If you haven’t had a chance to roast the chestnuts on an open fire because you’re still dashing to the malls, it’s a good time to hunt for bargains. But once you’re back at home and wrapping the last gift, it’s the perfect time to prepare for the next holiday season. That way, you can shop with intention, according to an official with JPMorgan Chase. 

“You have to be within your boundaries when holiday shopping and not overcompensate in spending. A lot of times when shopping, we want to overcompensate for things we never received when we were younger,” said Brian Atkins, Chase’s Skyland Community Manager. “But it’s still possible to give that to your kids without spending a lot of money.”

Atkins advised against spending an entire paycheck on gifts and emphasized the importance of differentiating between a need and a want.  

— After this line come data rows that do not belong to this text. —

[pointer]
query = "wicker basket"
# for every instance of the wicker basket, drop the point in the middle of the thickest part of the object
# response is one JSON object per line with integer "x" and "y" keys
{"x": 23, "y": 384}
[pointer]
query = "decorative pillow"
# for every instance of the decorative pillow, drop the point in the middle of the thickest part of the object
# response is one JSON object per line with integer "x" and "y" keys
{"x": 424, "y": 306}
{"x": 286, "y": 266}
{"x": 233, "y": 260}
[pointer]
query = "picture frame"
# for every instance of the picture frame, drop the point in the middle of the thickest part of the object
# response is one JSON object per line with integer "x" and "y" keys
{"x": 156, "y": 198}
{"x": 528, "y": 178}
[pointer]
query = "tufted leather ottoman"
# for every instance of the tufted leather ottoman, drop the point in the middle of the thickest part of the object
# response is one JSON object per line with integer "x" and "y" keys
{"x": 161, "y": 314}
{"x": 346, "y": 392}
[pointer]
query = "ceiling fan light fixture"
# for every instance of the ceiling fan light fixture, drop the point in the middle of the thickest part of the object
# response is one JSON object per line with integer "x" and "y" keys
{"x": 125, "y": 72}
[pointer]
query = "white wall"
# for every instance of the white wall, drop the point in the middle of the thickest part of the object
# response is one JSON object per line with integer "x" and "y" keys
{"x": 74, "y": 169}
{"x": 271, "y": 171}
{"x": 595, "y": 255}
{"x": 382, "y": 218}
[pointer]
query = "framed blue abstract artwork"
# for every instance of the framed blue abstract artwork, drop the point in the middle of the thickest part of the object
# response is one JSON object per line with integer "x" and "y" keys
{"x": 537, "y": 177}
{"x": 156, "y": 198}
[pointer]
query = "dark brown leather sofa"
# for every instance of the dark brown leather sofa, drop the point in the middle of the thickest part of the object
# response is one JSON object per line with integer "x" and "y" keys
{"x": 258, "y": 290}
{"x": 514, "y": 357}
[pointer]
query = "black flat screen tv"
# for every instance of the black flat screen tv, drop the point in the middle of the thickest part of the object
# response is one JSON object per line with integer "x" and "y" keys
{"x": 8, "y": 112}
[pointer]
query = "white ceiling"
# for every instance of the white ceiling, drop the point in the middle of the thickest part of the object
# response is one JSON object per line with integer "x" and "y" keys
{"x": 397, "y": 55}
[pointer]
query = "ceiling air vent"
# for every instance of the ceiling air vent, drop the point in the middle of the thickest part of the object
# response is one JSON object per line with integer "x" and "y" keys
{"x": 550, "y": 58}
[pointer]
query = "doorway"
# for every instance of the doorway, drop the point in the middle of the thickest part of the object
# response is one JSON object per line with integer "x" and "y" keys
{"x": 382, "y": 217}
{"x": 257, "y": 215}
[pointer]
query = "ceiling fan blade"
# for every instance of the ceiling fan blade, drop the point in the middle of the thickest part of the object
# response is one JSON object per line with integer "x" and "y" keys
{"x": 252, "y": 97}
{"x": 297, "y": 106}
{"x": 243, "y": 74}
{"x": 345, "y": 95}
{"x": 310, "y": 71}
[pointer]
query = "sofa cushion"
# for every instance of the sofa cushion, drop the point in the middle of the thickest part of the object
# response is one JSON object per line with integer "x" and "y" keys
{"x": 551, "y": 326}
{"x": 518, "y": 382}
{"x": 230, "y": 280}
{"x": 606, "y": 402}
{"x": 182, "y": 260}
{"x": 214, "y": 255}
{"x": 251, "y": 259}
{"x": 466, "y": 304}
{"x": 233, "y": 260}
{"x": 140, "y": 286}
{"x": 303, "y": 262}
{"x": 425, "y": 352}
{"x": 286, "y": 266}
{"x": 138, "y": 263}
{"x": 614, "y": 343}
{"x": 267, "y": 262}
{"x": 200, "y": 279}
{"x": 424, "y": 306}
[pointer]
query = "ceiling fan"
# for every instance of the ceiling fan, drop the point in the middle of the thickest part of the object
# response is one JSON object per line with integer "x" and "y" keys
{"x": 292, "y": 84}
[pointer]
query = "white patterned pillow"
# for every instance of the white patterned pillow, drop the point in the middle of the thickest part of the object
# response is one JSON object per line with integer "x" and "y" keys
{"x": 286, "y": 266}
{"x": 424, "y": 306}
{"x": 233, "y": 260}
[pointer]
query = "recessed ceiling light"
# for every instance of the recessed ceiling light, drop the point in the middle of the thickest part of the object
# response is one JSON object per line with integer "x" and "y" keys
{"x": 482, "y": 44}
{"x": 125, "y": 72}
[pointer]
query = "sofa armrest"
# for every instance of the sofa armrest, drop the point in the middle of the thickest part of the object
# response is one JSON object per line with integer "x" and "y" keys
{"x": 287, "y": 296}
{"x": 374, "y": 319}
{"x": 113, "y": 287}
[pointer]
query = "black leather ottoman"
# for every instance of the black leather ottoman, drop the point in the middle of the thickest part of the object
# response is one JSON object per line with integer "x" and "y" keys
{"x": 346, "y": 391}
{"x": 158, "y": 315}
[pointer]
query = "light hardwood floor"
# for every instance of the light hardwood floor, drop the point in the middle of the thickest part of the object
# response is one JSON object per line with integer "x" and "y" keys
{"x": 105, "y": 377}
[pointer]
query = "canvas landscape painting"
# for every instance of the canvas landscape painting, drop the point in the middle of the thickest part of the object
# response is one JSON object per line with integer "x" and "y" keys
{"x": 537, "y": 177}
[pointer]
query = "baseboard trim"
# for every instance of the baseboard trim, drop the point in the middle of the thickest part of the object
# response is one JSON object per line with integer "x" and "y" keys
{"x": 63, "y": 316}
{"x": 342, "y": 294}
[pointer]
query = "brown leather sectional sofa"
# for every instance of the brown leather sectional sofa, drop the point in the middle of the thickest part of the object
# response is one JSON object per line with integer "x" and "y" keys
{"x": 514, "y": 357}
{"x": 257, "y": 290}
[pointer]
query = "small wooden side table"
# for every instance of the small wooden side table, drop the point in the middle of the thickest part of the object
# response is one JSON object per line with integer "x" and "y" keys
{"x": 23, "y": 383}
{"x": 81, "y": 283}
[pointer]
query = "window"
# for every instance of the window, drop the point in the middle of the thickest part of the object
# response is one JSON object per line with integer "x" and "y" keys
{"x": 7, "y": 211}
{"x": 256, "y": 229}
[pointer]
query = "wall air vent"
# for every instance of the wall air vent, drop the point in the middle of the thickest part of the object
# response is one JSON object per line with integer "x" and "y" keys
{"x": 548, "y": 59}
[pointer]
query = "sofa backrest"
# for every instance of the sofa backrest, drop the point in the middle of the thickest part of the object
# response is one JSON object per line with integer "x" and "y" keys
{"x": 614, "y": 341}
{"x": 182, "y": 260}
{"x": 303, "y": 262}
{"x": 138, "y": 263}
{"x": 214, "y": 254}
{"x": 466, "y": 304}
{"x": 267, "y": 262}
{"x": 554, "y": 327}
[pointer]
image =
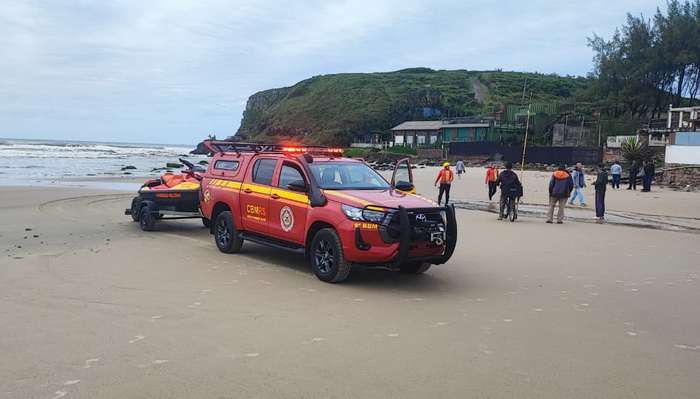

“Spending your entire paycheck is never a best practice. Once you spend your paycheck, you still have life responsibilities. The best way of shopping is to plan ahead.”

While it’s too late to put healthy financial practices in place this year, now is the perfect time to plan for 2023. 

“We have to first make sure our responsibilities are taken care of,” Atkins said. 

Atkins added that a great exercise is to save receipts for one month to itemize your budget. At the end of the month you can say, ‘did I need to buy this, or was it a want?’ 

“The only way to really enhance your saving is by increasing your income or decreasing your debt,” Atkins said. 

When setting goals for the new year, Atkins said, the key is to have a plan. 

“To me, a New Year’s resolution without a plan is just a dream,” he said.  “Every new year, I have things I say I’m going to do, but if I have no intentionality behind them, sometimes I make it to the end of January or the middle of January, and I am back to my old ways. “

One way to help with planning is by using a vision board because that way you can see your goals every day.

“I have vision boards all around the house, so therefore when I wake up in the morning, I see my goals. When I come home in the afternoon, I see my goals. When I want to purchase stuff on Amazon,  l look at my goals and close my computer,” Atkins said.  “It’s not only about saying you want to do something. It’s having a plan and executing that plan and sticking with it.”

The purpose of the vision board is to illustrate what you would like to see happen in the upcoming year, whether it be a new car, a new home, or a vacation. 

Most importantly when setting goals, you have to create a budget, Atkins said. 

“To really create a budget, you have to know what’s going in and what’s coming out. The receipt exercise seems kind of tedious, but if you’re true to yourself and save every receipt it can have a great impact on future spending. I am not just talking about the large ticket items, save everything. This includes if you cash app or Zelle someone, keep track of every dollar you spend. Then you know what’s coming in and what’s going out,” Atkins said. 

When creating a budget, Atkins suggests that people use the SMART method: Set a specific budget that is, Measurable, Achievable, Relevant, and Time-bound.  

“Let’s say you’re going on a trip. There is no way to go on a trip unless you know how much it is going to cost,” Atkins said. That is specific.  “There is no way to start unless you know where the end goal is. That makes it measurable. You have to make sure the goal means something to you. You can’t create goals with no intentionality behind them. You can’t save for a boat if you’re scared of water. It has to be relevant. Time-bound is having a finish line for your goal.”